Evolution and molecular bases of reproductive isolation

Abstract

The most challenging problem in speciation research is disentangling the relative strength and order in which different reproductive barriers evolve. Here, we review recent developments in the study of reproductive isolation in yeasts. With over a thousand genome-sequenced isolates readily available for testing the viability, sterility, and fitness of both intraspecies and interspecies hybrid crosses, Saccharomyces yeasts are an ideal model to study such fundamental questions. Our survey demonstrates that, while chromosomal-level mutations are widespread at the intraspecific level, anti-recombination-driven chromosome missegregation is the primary reproductive barrier between species. Finally, despite their strength, all of these postzygotic barriers can be resolved through the asexual life history of hybrids.

Figure 1

Mechanisms of reproductive isolation in yeast. The main reproductive barriers in yeast can be broadly broken down into three categories: those that affect whole chromosomes, those that are caused by genetic incompatibility at a few loci, and prezygotic isolation.
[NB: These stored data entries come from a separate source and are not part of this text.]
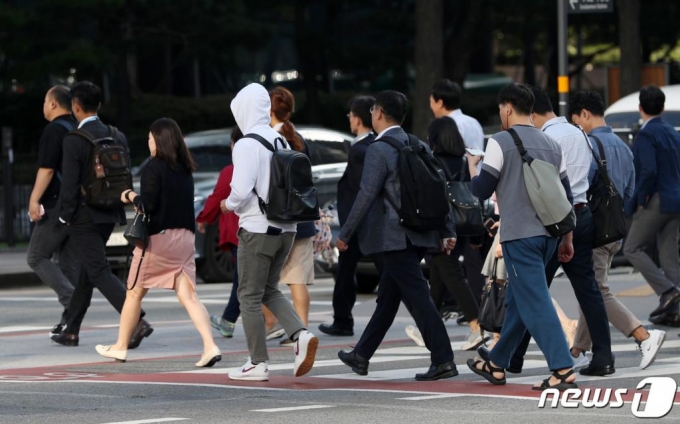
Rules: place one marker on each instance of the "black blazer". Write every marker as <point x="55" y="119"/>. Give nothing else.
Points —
<point x="75" y="159"/>
<point x="348" y="186"/>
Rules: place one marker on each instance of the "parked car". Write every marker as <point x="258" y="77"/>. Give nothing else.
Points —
<point x="211" y="151"/>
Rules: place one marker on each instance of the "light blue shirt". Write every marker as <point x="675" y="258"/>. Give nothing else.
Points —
<point x="470" y="129"/>
<point x="619" y="161"/>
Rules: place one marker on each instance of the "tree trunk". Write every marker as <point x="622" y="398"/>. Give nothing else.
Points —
<point x="429" y="60"/>
<point x="629" y="40"/>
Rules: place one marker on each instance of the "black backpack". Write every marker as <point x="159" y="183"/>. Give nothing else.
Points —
<point x="424" y="205"/>
<point x="292" y="195"/>
<point x="605" y="203"/>
<point x="107" y="173"/>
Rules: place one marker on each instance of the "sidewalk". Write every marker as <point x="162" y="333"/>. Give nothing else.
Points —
<point x="14" y="271"/>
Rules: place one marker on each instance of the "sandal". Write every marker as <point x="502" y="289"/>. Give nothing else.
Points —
<point x="562" y="385"/>
<point x="486" y="371"/>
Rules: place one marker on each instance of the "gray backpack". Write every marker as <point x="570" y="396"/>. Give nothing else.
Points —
<point x="546" y="192"/>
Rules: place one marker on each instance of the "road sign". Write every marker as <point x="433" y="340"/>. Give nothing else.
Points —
<point x="590" y="6"/>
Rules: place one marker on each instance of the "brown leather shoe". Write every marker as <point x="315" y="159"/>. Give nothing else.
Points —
<point x="66" y="339"/>
<point x="143" y="329"/>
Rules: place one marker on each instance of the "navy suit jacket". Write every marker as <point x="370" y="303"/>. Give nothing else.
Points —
<point x="348" y="186"/>
<point x="656" y="155"/>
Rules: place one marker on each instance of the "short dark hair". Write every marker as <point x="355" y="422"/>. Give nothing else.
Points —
<point x="519" y="96"/>
<point x="360" y="106"/>
<point x="448" y="92"/>
<point x="62" y="95"/>
<point x="652" y="100"/>
<point x="588" y="100"/>
<point x="443" y="135"/>
<point x="542" y="103"/>
<point x="393" y="104"/>
<point x="170" y="145"/>
<point x="87" y="95"/>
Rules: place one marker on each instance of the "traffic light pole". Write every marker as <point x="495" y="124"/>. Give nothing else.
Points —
<point x="563" y="61"/>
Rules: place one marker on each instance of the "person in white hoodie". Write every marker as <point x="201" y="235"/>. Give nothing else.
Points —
<point x="263" y="245"/>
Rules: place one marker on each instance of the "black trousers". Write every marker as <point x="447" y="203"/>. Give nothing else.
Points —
<point x="582" y="277"/>
<point x="89" y="244"/>
<point x="402" y="280"/>
<point x="345" y="290"/>
<point x="446" y="273"/>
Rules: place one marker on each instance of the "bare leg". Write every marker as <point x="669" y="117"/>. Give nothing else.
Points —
<point x="129" y="316"/>
<point x="568" y="325"/>
<point x="199" y="315"/>
<point x="300" y="296"/>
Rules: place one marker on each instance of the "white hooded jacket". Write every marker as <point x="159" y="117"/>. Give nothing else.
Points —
<point x="252" y="161"/>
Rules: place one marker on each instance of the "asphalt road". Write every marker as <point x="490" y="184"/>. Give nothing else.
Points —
<point x="41" y="382"/>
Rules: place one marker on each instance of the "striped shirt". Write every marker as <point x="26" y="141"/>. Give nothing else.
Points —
<point x="575" y="152"/>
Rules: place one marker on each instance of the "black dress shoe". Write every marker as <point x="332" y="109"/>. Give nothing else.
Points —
<point x="66" y="339"/>
<point x="667" y="300"/>
<point x="358" y="364"/>
<point x="436" y="372"/>
<point x="334" y="330"/>
<point x="484" y="352"/>
<point x="670" y="320"/>
<point x="143" y="329"/>
<point x="598" y="370"/>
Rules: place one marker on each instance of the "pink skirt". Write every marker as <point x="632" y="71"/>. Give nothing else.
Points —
<point x="168" y="254"/>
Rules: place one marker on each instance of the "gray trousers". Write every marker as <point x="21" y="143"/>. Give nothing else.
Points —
<point x="260" y="260"/>
<point x="650" y="227"/>
<point x="48" y="239"/>
<point x="618" y="314"/>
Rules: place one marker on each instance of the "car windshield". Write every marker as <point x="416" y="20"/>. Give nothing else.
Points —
<point x="631" y="119"/>
<point x="211" y="158"/>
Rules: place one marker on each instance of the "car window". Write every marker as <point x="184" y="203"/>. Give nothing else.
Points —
<point x="211" y="158"/>
<point x="630" y="119"/>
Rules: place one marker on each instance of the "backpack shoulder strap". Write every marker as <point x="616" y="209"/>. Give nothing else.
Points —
<point x="398" y="145"/>
<point x="267" y="145"/>
<point x="520" y="146"/>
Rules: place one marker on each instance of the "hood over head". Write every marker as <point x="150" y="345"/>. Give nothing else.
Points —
<point x="251" y="107"/>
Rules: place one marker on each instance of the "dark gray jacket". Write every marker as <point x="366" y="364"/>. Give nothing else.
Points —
<point x="373" y="215"/>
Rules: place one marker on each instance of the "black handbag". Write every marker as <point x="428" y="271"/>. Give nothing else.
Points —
<point x="492" y="306"/>
<point x="467" y="209"/>
<point x="605" y="203"/>
<point x="137" y="234"/>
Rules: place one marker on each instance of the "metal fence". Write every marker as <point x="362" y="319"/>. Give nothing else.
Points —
<point x="19" y="218"/>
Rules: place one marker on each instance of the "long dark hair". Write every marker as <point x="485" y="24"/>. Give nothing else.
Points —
<point x="170" y="145"/>
<point x="283" y="105"/>
<point x="444" y="137"/>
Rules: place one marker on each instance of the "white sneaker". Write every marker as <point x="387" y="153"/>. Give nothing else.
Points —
<point x="305" y="352"/>
<point x="473" y="341"/>
<point x="581" y="361"/>
<point x="251" y="372"/>
<point x="415" y="335"/>
<point x="650" y="347"/>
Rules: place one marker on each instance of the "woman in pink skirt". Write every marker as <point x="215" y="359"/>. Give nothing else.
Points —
<point x="167" y="196"/>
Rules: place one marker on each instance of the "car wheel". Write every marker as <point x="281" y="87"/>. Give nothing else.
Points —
<point x="218" y="265"/>
<point x="366" y="284"/>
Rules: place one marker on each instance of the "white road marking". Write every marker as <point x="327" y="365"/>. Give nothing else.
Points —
<point x="433" y="397"/>
<point x="293" y="408"/>
<point x="153" y="420"/>
<point x="317" y="364"/>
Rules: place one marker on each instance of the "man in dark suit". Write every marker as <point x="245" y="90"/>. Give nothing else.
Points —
<point x="345" y="291"/>
<point x="89" y="228"/>
<point x="655" y="206"/>
<point x="402" y="278"/>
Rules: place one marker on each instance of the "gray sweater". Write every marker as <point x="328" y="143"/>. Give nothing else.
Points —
<point x="374" y="217"/>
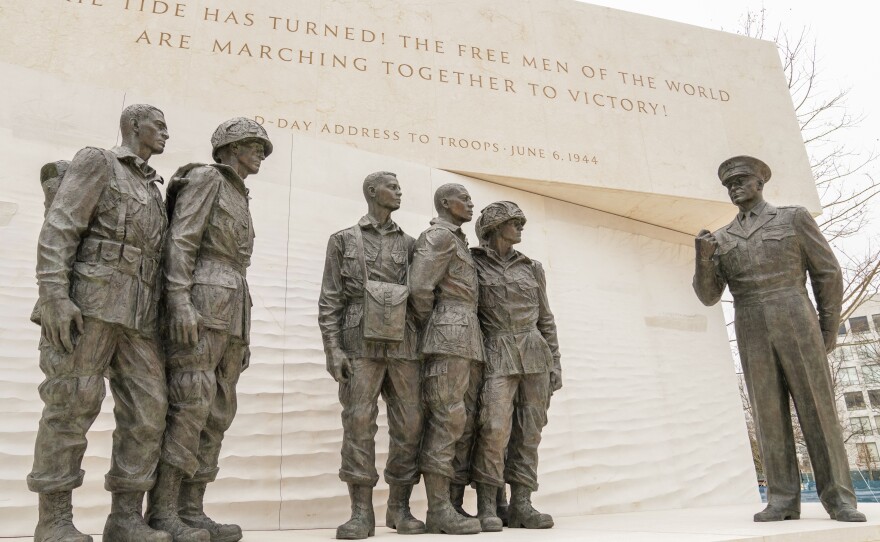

Anti‐recombination inhibits correct segregation of chromosomes during meiosis, resulting in spores that carry either two copies or zero copies (inviable) of the chromosome. Both polyploidy and aneuploidy can result in difficulties segregating chromosomes evenly during meiosis. Chromosomal rearrangements, such as the reciprocal translocations represented here, lead to unbalanced gametes missing genes in translocated regions. Genetic incompatibilities can act either between nuclear genes and mitochondrial genes or between sets of nuclear genes. Finally, prezygotic isolation in the form of ecological isolation can occur when different genotypes are able to thrive under different environmental conditions.

Figure 2

Genetic distance results in an exponential decay in hybrid gamete viability. Genome-wide sequence divergence results in a correlated exponential decline (blue line; R²=0.9307; df=66) in viability of hybrids with collinear genomes (blue symbols). This negative impact is noticeable even at divergence levels < 2%, highlighting the role of anti‐recombination in the early phases of the yeast speciation process. On the other hand, large-scale chromosomal differences constitute a powerful part of RI across many incipient species crosses but not between established species (gray symbols — excluded from the correlation analysis). Data for this figure are extracted from [–15,35,76] and are available in Supplementary Data 1.